Patient 6's medical record revealed no evidence to indicate documentation of initiation, monitoring, or discontinuation of the restraints.

During an interview on 12/10/24 at 3:06 PM, the Chief Nursing Officer (CNO) stated it appeared that the nurse asked for restraint order for Patient 6 and an order was placed. The CNO stated that there was no nursing documentation on the restraints, but the face-to-face evaluation indicated that the restraints were on.

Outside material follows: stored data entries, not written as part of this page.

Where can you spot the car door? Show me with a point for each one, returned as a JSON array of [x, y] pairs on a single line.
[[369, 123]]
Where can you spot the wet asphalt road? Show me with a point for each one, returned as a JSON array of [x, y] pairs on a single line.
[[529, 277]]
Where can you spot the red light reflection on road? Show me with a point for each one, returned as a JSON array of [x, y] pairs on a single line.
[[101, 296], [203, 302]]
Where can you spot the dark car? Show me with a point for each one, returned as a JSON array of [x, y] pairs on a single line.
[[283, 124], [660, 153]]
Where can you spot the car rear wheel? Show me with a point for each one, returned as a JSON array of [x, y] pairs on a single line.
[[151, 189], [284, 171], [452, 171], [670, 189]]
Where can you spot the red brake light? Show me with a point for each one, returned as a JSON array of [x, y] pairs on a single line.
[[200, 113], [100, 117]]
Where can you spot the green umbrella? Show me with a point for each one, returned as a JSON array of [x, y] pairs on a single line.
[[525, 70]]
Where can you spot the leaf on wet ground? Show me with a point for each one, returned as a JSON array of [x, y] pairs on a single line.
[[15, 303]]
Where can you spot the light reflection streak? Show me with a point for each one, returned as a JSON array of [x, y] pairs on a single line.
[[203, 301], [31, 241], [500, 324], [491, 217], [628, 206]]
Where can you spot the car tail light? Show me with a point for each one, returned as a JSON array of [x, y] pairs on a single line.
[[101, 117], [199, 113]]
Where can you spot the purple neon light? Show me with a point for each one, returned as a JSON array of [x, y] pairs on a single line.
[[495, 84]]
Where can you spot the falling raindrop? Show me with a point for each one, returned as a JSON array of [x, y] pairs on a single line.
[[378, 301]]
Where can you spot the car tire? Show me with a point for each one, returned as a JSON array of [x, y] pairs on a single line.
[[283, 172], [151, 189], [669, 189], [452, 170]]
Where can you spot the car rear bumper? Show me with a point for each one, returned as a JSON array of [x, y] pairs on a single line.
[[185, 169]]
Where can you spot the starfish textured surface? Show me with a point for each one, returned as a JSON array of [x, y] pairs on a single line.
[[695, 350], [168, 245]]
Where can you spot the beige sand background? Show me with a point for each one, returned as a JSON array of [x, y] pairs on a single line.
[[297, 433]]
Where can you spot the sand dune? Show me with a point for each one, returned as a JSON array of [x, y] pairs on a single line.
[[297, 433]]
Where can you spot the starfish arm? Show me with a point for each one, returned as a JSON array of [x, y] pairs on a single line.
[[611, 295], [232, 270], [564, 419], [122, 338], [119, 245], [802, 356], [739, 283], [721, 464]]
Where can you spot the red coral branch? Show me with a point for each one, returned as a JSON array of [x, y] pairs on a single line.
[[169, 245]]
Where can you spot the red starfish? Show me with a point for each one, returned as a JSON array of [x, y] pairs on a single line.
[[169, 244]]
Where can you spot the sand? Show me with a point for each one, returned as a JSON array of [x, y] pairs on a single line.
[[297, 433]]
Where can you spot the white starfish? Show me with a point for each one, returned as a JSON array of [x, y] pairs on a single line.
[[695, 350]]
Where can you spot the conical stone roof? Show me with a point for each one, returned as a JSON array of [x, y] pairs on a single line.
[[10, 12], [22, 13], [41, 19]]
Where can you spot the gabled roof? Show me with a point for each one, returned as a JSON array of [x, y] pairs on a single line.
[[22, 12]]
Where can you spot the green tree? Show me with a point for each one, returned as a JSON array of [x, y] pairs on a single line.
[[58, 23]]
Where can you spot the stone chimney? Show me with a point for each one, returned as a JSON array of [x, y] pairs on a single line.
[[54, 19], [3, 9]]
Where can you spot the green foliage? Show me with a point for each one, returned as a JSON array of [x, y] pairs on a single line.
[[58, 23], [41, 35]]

During an interview on 12/11/24 at 12:35 PM, Medical Doctor (MD) 9 stated that he was made aware of the question regarding Patient 6's restraints on 12/10/24, after staff completed chart review, and he did go back and look at the chart and records to re-familiarize himself. MD 9 stated that he did not recall the patient. MD 9 stated that he was night coverage that shift and was "running around." MD 9 stated that the patient had been admitted, and their withdrawal symptoms escalated. Per MD 9, he knew especially in the case of hard restraints, that documentation was required. MD 9stated that he assumed he was there, saw the patient, and the record indicated the restraints were on the patient would have been an error, but that would be "mere surmising and speculation." MD 9stated that he did not remember the encounter at all. MD 9 stated that he knew that if the patient had restraints on, it would have required more documentation to show as such.